瞬間、リエルの瞳が大きく見開かれて、次には悲しげに歪んでいく。
「…………」
百年。
航大にとっては気が遠くなるような時間が流れて、最も危惧していた懸念が現実のものとなって襲い掛かってきた。やはり、百年という時は人の記憶を風化させるには十分過ぎる時間だったのだ。
リエルとユピルがどれだけの時間を共にしたのかは分からない。
二人が過ごし、確かに築いたであろう時間も、百年という時が風化させてしまったのだ。
今、その事実にリエルは打ちのめされている。
信じたくない。
嘘であって欲しい。
彼女の脳裏には様々な感情がごっちゃ混ぜになっていて、しかしそれでも永き時を生きる賢者が表情を歪ませたのは一瞬であった。
「……いえ、私たちは初対面です。ははっ、儂も長生きをしてボケてしまったのかもしれんな」
リエルはその顔に笑みを浮かべた。
それが精一杯な強がりであることを航大は理解している。
「……なんか、ごめんなさい」
「いいえ。突然、押しかけてきた儂たちが悪いのであって、貴方が謝ることはありません。儂はただ顔が見たかっただけで…………行こう、主様」
「え、いいのかよ……?」
「あぁ……これで儂の願いは果たされた」
航大の手を引いて、リエルは出口へ向けて歩き出す。
「…………」
店を出るまでの間、リエルは言葉を発することもなければ、振り返ることもなかった。
あまりにも悲しい再会。
それを目の当たりにして、航大は掛ける言葉を見つけることができない。
木製の扉を開き、魔導書店を出る。
再び遠くから人々の喧騒が聞こえてきて、しかしリエルは魔導書店の前で足を止めると俯いたまま動くことはなかった。
「あー、リエル……その……大丈夫か……?」
「……あの人は、儂の原点……みたいな人じゃ」
「…………」
「あの人に出会って、あの人に魔法を教えてもらったから……今の儂は存在している。きと、あの時……出会うこともなかったのなら、儂は姉様と共に戦うことも、賢者として生きることも、こうして主様と出会うこともなかったんだと思う……」
「…………」
「百年ぶりの再会じゃった。一緒に過ごした時間は短い……覚えていなくても……仕方はない……」
「リエル、お前……」
「だから、さっきの言葉は本心じゃ。あの人の顔を見ることができた。元気そうでよかった……儂はそれが分かればいい」
チラッと航大を見るリエルは笑っていた。
色んな感情が混ざりあったその顔を見ると、航大は酷く胸が傷んだ。
きっとリエルの言葉は正しいのだろう。
リエル・レイネル。
賢者と呼ばれ、女神と共に戦った過去を持つ彼女の原点は、確かにこの書店にあったのだ。
「…………」
彼女たちの物語を航大は知らない。
しかし、二人の間にあったはずの『絆』の存在を感じ取ることはできた。
「……戻ろう、主様。そろそろ時間じゃ」
「あぁ……」
「…………」
再び航大の手を取ってリエルは歩き出す。
その足はハイラント王国の王城を向いている。
「主様、一つだけ……約束をしてはくれないか?」
「…………」
「主様は……主様だけは儂のこと、覚えていてくれると、儂は嬉しい」
「当たり前だろ」
「…………」
「百年、二百年……どんなに時が経ったとしても、俺はお前のことを忘れねぇよ」
「……それが聞ければ、儂は満足じゃ」
リエルは笑う。
過去を振り返るのは今日、この瞬間までだ。
笑う少女の目尻に涙の姿があって、それが消えた時、瑠璃色の髪を持つ少女は前を向いて進むことができるようになっているのだろう。
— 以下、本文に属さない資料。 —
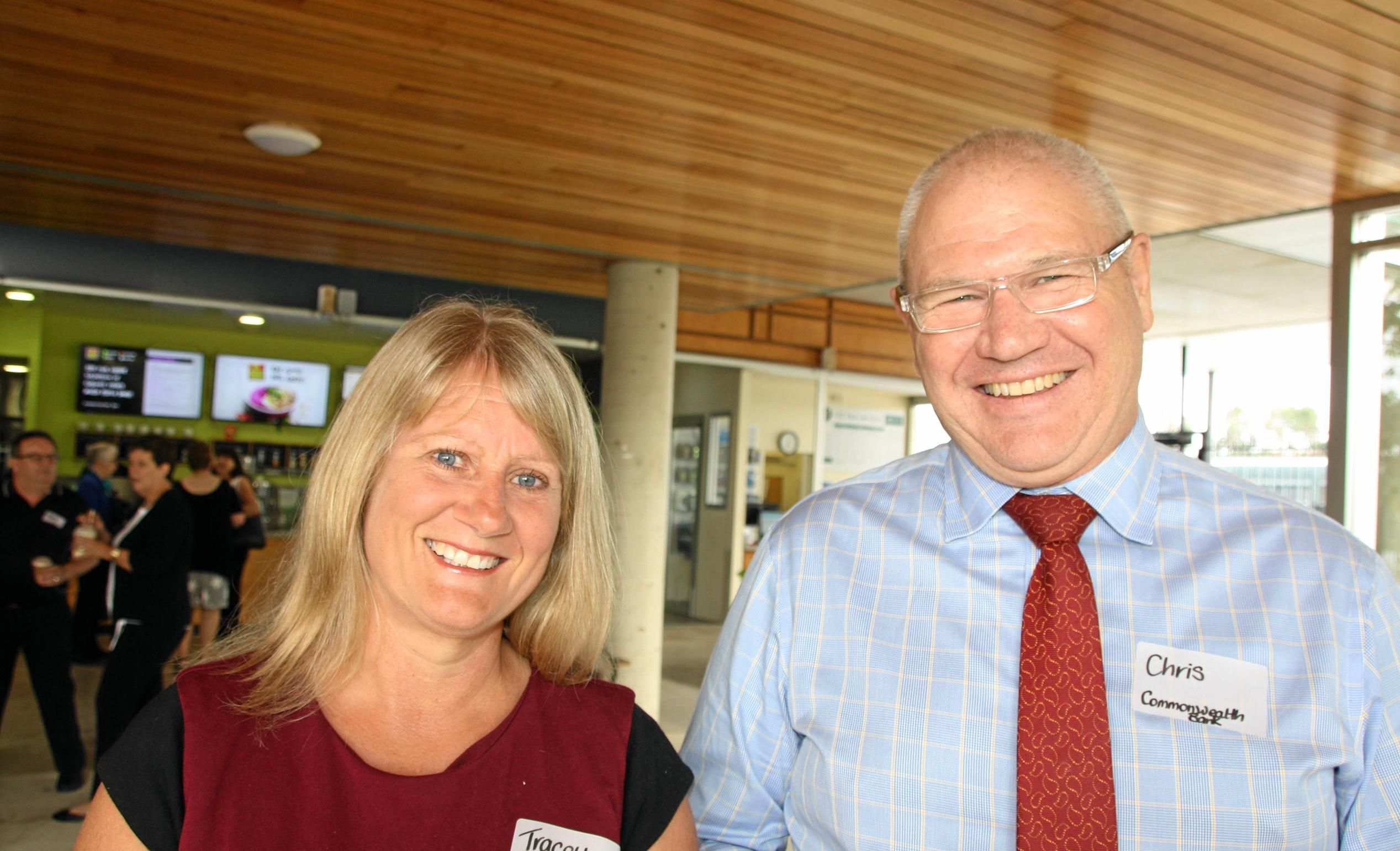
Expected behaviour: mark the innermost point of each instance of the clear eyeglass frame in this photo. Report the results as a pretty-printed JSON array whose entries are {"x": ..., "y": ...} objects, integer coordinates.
[
  {"x": 1100, "y": 263},
  {"x": 40, "y": 457}
]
強く握りしめてくるリエルの手を、同じくらいの力で握り返しながら、航大はそんなkとを考えるのであった。
束の間の休息。
一人目のデートが幕を下ろそうとしているのであった。
◆◆◆◆◆
「…………」
場所は魔導書店。
今日もこの場所は喧騒から隔離されて悠久の時を過ごそうとしていた。
この店に人影はひとつ。
店の店主である少女は窓の外に広がる薄暗い路地の光景を黙って見つめている。
「ごめんなさい、リエルさん」
呟かれた言葉は虚空に消えて、誰の鼓膜も震わせることはない。
「ちゃんと覚えていますよ、貴方のことは……」
目を閉じれば、すぐ昨日のことのように思い出すことができる。
野宿をしようとしている少女を見つけたのは、本当にただの偶然であった。瑠璃色の髪が珍しくて、つい声をかけてしまったのだ。
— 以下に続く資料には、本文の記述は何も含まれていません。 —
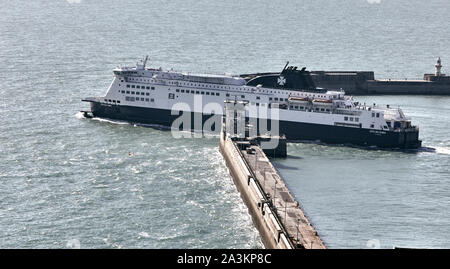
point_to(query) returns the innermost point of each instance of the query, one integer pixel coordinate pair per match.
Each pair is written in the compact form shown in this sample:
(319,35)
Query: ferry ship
(144,95)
魔法の鍛錬をして、彼女が最終試験で壮絶な戦いを繰り広げたのもちゃんと見届けていた。初めて、弟子と呼べる存在を作った瞬間であって、出会った頃は飛ぶことも知らない小鳥のような存在が、目の前で大きく翼を広げて飛び立った瞬間を、彼女はしっかりとその目に焼き付けている。
「ごめんなさい、リエルさん……」
何度、謝罪の言葉を漏らしても自らが決めた未来は変えることはできない。どんなに彼女が魔法の才能があったとしても、過去をやり直すことはできないのだ。
「まさか、あの少年もあそこまで成長するなんて……やはり、貴方たちは運命を変えることができる存在なのですね」
久方ぶりに書店を訪れた二人の人物。
書店の店主は彼らが店に立ち入った瞬間に、すべてを思い出し、そして久しぶりの再会に胸を躍らせていた。しかし、それと同時に脳裏を過ぎったのはある使命感だった。
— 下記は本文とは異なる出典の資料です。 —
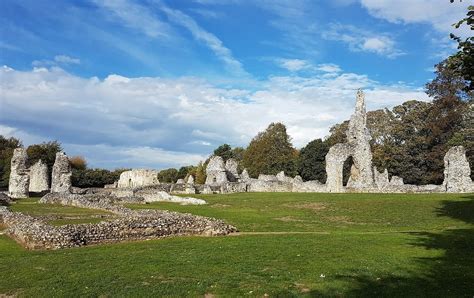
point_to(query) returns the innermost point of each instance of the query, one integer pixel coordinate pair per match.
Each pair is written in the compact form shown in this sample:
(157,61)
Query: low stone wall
(34,233)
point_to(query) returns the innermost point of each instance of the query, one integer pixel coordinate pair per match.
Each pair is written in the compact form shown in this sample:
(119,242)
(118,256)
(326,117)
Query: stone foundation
(34,233)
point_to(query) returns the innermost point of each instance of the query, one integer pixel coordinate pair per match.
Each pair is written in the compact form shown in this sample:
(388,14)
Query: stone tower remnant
(19,176)
(357,146)
(215,171)
(457,171)
(61,177)
(39,180)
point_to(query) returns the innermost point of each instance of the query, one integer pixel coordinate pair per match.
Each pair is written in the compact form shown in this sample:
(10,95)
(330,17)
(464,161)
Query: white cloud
(293,64)
(441,14)
(159,122)
(363,40)
(64,59)
(329,67)
(209,39)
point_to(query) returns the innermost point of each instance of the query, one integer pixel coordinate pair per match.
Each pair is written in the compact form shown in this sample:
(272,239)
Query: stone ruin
(357,147)
(138,178)
(61,176)
(457,171)
(219,172)
(364,177)
(19,175)
(39,180)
「貴方たちは前を向いて歩きなさい。過去の遺物である私なんかのことを考えることはありません。過酷な運命を戦う貴方たちには、私のような存在は不必要なのですから」
店主の顔には僅かな笑みと、寂しげな色が浮かんでいた。
「これでまた一つ、破滅の運命を避けることができた。後は、貴方たちの力で進みなさい。私はそれを見届けます」
破滅の運命。
その分岐点が再会の瞬間だった。
過去を蘇らせれば、彼らはそれを無視することができなくなってしまう。
結果的に世界が破滅してしまうのならば、再会を喜ぶのは今じゃない。
「いつかの未来で、再び貴方たちと運命が交わる日を、私は楽しみにしてますね」
それが最後の言葉だった。
魔導書店は再びの静寂に包まれる。
来たる破滅の時に向けて、彼女は歩み出す。
願わくば、平穏な世界が訪れますようにと祈りを込めて。